Transformers: Unseen Vocab

Created on 28 Nov 2018 · 3Comments · Source: huggingface/transformers

Thank you so much for this well-documented and easy-to-understand implementation! I remember meeting you at WeCNLP and am so happy to see you push out usable implementations of the SOA in pytorch for the community!!!!!

I have a question: The convert_tokens_to_ids method in the BertTokenizer that provides input to the BertEncoder uses an OrderedDict for the vocab attribute, which throws an error (e.g. KeyError: 'ketorolac') for any words not in the vocab. Can I create another vocab object that adds unseen words and use that in the tokenizer? Does the pretrained BertEncoder depend on the default id mapping?

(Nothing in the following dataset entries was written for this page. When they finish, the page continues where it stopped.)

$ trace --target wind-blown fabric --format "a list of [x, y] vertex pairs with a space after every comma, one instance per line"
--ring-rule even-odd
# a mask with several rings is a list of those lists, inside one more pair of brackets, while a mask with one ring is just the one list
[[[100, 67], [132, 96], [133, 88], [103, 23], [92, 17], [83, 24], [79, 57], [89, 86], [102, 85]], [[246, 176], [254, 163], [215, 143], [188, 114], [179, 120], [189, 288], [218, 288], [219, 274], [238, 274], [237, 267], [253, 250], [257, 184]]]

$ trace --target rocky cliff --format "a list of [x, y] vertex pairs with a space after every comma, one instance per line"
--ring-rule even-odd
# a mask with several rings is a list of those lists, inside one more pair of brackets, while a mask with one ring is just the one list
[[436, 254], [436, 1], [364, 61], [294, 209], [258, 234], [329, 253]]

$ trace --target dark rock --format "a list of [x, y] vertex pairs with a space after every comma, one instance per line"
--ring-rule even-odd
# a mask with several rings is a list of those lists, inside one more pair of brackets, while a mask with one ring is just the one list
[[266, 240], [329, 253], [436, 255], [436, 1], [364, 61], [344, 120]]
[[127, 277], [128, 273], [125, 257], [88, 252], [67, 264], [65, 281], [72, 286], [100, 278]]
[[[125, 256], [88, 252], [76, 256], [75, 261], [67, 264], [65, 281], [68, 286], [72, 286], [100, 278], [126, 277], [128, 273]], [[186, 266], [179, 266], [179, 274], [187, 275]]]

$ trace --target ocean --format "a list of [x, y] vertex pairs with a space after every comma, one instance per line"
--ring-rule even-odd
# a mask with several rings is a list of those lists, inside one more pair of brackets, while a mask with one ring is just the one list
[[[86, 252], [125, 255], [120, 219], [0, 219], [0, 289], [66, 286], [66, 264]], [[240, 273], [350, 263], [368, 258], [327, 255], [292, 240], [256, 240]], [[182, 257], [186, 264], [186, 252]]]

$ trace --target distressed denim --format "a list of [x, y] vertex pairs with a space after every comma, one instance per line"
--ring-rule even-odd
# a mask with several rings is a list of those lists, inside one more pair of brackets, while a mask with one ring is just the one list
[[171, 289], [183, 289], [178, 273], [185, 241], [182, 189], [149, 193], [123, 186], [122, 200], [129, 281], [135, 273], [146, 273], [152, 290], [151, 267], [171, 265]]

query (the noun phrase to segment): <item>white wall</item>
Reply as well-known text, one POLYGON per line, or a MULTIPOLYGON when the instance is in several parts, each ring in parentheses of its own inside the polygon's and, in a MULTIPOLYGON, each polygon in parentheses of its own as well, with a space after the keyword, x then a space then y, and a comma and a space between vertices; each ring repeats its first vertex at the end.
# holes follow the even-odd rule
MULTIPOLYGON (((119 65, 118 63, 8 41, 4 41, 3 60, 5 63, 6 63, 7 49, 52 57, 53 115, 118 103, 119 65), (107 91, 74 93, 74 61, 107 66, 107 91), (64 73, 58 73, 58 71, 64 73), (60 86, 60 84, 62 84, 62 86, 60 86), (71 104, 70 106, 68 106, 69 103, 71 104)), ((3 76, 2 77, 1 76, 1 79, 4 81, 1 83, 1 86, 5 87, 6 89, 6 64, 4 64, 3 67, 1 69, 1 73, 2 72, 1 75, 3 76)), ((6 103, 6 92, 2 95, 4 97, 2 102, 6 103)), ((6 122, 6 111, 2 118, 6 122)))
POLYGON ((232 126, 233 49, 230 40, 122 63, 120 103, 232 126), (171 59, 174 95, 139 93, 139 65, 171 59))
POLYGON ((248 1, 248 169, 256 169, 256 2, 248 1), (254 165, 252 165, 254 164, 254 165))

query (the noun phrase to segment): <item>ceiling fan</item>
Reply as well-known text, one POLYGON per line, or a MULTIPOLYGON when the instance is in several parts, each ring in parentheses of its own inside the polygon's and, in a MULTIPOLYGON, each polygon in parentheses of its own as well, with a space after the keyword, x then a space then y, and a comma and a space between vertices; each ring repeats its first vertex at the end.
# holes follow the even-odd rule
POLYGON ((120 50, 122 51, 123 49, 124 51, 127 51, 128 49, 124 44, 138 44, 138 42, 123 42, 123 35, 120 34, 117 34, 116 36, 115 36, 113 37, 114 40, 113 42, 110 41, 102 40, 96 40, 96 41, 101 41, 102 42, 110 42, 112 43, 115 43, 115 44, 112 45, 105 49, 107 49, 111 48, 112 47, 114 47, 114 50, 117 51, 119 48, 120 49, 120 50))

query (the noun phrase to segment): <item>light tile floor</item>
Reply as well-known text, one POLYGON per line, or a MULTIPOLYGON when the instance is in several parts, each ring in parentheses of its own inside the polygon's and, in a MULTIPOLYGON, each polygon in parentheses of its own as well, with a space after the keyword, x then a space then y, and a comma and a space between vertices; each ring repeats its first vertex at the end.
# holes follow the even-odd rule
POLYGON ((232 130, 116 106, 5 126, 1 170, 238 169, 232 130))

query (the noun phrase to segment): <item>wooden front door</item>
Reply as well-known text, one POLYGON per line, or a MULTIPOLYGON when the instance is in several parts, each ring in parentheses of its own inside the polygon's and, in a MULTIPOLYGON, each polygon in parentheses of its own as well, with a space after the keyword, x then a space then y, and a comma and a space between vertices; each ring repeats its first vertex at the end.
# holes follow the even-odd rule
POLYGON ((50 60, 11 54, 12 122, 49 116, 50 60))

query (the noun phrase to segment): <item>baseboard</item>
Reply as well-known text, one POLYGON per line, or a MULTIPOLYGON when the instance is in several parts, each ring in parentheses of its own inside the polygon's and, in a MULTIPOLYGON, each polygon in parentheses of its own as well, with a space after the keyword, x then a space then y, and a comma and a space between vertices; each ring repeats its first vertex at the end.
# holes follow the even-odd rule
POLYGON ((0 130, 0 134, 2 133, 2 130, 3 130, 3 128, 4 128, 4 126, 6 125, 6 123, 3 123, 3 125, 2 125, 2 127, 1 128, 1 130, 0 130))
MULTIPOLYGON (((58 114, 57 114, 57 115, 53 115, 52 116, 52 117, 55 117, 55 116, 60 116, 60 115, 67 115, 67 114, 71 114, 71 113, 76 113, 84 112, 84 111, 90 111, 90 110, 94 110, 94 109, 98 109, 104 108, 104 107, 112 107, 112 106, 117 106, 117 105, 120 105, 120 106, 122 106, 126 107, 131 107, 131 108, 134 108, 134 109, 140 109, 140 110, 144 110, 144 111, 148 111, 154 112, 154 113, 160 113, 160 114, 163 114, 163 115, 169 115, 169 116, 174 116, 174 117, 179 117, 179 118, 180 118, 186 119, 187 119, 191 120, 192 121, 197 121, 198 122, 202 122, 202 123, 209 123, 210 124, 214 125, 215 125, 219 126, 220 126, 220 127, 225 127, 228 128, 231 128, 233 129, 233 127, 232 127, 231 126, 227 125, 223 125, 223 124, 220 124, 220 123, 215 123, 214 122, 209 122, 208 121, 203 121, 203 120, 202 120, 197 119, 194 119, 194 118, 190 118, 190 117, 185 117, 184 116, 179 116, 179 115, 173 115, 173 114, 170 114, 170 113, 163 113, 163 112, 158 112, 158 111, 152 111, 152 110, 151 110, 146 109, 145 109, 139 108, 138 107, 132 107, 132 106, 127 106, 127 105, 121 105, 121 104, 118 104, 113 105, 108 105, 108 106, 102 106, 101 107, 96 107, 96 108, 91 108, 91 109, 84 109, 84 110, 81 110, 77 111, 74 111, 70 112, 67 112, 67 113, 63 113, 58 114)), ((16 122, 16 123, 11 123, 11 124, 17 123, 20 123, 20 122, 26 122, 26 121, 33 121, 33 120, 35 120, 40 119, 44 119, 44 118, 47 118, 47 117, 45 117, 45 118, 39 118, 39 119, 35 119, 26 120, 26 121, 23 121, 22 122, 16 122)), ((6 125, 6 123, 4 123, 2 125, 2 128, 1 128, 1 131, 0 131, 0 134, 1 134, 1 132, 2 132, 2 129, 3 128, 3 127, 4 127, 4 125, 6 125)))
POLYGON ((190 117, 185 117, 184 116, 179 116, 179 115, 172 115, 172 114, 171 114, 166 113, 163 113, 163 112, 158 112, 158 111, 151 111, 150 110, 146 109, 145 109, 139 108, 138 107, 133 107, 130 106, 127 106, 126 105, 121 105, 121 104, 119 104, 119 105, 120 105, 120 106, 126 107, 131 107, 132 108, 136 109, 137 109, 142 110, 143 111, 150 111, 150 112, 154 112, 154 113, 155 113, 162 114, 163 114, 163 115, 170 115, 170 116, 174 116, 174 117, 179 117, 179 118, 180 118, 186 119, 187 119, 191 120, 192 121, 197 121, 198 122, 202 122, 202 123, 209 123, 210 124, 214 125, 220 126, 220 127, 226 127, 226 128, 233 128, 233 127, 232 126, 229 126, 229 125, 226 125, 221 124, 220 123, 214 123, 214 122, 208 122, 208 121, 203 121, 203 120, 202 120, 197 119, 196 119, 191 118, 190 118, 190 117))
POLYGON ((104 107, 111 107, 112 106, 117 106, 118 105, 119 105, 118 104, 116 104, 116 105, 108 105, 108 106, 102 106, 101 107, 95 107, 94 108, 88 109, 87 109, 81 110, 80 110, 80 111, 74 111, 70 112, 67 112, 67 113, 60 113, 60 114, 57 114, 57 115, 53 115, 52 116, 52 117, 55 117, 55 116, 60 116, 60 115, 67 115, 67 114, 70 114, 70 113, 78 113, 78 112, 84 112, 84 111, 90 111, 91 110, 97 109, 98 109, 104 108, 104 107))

It seems to me that ideally in the long-term, this repo would incorporate character level embeddings to deal with unseen words, but idk if that is necessary for this use-case.

Source

siddsach

👍2

Most helpful comment

If you tokenize properly the input (tokenize before convert_tokens), it automatically 'fallbacks' to subword/character-level(-like) embedding.
You can add new words in the vocabulary but you'll have to train the corresponding embeddings.

artemisart on 29 Nov 2018

👍2

All 3 comments

artemisart on 29 Nov 2018

👍2

Hi @siddsach,
Thanks for your kind words!
@artemisart is right, BPE progressively falls-back on character level embeddings for unseen words.

thomwolf on 30 Nov 2018

👍1

If you tokenize properly the input (tokenize before convert_tokens), it automatically 'fallbacks' to subword/character-level(-like) embedding.
You can add new words in the vocabulary but you'll have to train the corresponding embeddings.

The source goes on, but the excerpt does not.